Muchos madrileños parecen estar a gusto con la prosperidad, aunque crezca el descuido de lo público
A este cóctel ideológico y tentacular habría que añadir un decidido españolismo que ha hecho de la Comunidad un baluarte contra los nacionalistas catalanes y vascos. Aguirre promovió la celebración por todo lo alto del bicentenario del 2 de Mayo de 1808, exaltado como una manifestación inequívoca de patriotismo en defensa de la integridad de España. Tuvo gestos, eso sí, con la pluralidad cultural del país, como la promesa de abrir un colegio en lengua catalana. Antes de la fundación de Vox, Aguirre protegió a Santiago Abascal con un empleo de dudosa utilidad en la burocracia madrileña, y después no ha ocultado su afinidad con las posiciones nacionalistas y el programa económico neoliberal del partido derechista. En los últimos tiempos, la mayoría conservadora de la Asamblea de Madrid ha aprobado una proposición de Vox que exige la ilegalización de los partidos separatistas.
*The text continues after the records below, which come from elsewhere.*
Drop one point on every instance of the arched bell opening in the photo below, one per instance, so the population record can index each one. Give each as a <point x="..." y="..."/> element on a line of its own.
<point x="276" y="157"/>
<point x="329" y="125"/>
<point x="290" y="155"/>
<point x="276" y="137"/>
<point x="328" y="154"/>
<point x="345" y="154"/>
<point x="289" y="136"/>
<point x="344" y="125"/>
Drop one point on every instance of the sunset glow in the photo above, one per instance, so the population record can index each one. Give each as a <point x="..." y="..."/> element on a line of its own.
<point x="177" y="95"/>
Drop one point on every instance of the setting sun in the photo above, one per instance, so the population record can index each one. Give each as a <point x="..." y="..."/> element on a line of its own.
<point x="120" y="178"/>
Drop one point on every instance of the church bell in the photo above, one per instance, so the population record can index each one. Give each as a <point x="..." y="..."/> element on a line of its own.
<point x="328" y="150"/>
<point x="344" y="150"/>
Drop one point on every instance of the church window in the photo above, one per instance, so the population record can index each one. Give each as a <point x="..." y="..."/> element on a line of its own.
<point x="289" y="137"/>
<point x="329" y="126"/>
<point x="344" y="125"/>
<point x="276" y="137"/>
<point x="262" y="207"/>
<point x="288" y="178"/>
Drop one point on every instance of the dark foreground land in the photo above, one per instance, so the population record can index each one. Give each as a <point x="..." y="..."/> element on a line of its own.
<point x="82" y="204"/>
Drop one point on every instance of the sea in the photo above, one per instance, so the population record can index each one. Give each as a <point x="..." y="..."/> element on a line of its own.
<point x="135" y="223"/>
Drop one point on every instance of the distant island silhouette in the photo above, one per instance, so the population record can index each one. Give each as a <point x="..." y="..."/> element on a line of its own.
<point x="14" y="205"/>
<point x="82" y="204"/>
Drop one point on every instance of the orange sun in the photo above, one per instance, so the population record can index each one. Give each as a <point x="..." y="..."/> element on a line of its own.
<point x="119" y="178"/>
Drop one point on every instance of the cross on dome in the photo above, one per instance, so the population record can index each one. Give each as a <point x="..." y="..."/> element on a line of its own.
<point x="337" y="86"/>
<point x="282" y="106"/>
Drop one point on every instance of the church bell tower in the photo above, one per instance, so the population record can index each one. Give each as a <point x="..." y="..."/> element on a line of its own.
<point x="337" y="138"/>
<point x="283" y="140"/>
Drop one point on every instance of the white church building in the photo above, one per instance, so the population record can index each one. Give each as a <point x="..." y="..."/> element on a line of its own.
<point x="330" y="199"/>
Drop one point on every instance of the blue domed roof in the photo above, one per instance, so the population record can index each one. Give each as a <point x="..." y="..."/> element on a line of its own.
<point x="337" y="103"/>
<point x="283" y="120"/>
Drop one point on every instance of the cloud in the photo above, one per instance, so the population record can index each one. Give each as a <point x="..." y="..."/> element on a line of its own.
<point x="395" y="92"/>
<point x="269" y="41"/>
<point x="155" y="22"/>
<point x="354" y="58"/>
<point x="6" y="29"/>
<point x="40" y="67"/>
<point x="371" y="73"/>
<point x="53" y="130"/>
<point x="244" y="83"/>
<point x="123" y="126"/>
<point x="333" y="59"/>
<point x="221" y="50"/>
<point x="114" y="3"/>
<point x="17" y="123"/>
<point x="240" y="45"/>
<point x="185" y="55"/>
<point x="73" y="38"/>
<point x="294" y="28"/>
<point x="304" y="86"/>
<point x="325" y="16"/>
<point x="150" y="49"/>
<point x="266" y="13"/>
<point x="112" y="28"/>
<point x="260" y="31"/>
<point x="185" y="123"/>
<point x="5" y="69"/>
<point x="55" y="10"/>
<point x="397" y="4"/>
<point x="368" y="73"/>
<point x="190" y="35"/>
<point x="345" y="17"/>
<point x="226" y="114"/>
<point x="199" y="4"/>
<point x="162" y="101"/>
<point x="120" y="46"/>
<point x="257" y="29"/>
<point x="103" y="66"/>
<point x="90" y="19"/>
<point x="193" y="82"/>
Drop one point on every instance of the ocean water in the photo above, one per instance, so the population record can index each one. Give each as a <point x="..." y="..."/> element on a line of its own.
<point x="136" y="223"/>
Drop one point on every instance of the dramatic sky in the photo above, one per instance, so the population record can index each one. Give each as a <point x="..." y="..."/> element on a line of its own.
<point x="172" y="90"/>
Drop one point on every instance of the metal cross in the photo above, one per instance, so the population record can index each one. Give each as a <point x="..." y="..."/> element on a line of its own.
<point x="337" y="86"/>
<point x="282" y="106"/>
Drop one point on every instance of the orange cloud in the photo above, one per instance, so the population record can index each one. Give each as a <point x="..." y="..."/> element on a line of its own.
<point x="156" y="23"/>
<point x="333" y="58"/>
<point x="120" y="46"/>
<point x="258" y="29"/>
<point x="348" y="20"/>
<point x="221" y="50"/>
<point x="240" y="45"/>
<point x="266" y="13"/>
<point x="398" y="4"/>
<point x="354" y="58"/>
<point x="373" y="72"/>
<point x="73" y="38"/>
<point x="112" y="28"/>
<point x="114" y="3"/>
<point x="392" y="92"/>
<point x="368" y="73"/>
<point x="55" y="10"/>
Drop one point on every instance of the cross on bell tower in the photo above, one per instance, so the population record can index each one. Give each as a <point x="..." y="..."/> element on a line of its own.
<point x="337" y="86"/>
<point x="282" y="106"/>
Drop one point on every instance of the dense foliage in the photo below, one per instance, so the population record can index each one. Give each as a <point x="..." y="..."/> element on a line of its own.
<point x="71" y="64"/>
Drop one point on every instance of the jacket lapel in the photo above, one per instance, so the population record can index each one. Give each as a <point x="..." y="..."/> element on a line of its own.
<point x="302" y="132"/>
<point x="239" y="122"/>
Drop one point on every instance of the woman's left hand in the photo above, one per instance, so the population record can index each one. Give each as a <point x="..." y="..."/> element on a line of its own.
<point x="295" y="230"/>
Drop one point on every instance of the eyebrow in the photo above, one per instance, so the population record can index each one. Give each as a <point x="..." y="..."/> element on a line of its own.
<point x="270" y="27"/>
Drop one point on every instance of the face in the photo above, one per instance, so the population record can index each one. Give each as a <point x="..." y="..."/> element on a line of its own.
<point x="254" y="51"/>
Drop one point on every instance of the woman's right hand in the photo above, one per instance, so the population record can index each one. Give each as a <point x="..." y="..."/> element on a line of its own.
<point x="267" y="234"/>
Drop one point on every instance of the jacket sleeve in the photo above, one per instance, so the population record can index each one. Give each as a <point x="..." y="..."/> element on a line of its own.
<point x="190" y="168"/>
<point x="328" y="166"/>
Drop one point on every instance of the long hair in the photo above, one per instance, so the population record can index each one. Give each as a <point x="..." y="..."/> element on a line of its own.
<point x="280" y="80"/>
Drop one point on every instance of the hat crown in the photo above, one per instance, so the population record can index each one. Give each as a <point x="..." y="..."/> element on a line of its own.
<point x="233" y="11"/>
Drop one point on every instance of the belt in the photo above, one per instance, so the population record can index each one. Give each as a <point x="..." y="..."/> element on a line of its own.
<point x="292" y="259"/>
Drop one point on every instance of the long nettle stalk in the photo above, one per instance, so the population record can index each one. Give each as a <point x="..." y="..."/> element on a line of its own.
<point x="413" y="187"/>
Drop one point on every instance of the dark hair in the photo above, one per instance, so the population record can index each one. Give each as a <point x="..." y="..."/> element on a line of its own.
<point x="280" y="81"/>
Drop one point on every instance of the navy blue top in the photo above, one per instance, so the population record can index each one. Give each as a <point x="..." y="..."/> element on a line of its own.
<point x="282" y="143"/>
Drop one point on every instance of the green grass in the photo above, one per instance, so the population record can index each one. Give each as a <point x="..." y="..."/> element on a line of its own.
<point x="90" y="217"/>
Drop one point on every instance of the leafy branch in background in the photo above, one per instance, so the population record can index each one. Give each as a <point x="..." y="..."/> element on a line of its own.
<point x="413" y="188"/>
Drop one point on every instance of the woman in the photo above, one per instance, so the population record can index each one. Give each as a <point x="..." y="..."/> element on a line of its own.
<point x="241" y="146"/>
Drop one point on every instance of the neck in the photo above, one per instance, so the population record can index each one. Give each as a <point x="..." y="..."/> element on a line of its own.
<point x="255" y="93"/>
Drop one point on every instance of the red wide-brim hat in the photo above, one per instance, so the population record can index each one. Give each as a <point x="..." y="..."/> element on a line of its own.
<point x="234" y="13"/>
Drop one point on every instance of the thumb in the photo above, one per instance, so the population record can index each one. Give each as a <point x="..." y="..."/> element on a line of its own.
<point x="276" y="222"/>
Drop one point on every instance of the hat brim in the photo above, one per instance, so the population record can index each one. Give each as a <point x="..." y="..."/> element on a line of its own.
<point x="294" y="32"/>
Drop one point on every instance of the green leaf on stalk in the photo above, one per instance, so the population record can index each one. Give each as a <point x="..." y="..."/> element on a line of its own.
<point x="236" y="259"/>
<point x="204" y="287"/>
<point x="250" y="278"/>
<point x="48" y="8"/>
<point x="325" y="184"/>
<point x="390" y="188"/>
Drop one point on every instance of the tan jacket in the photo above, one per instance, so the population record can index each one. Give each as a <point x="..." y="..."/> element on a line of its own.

La herencia de Aguirre, que no tuvo más remedio que retirarse, sigue viva en la Puerta del Sol. Pese a los escándalos, el Partido Popular mantiene el poder en su feudo, ahora gracias a Ciudadanos, cuyo compromiso con medidas regeneradoras no les ha llevado a buscar otras posibilidades, y al apoyo externo de Vox. La izquierda, más dividida que nunca, se muestra incapaz de aprovechar sus oportunidades. Y de la cantera de Aguirre, cazatalentos de fama, ha surgido mientras tanto la nueva presidenta de la región, de méritos discutibles. Madrid se convierte así en un caso aparte, pues otras comunidades minadas por las corruptelas, como la Valenciana o Andalucía, han cambiado el color de sus Gobiernos. Salvando las distancias, algo solo comparable a la Cataluña dirigida por los pupilos de Jordi Pujol. El grueso de los madrileños parece a gusto con la evidente prosperidad, aunque crezcan las desigualdades y el descuido de lo público, y con los arrebatos españolistas de sus líderes. Como si los cambios sociales propiciados por el aguirrismo hubieran moldeado a la opinión a su imagen y semejanza. Así que, sin respuesta cívica a la vista, resulta fácil caer en el desánimo. La imputación en el caso Púnica de la lideresa, que hasta ahora se había librado de los tribunales, nos recuerda que al menos queda la justicia.
Javier Moreno Luzón es catedrático de Historia en la Universidad Complutense de Madrid.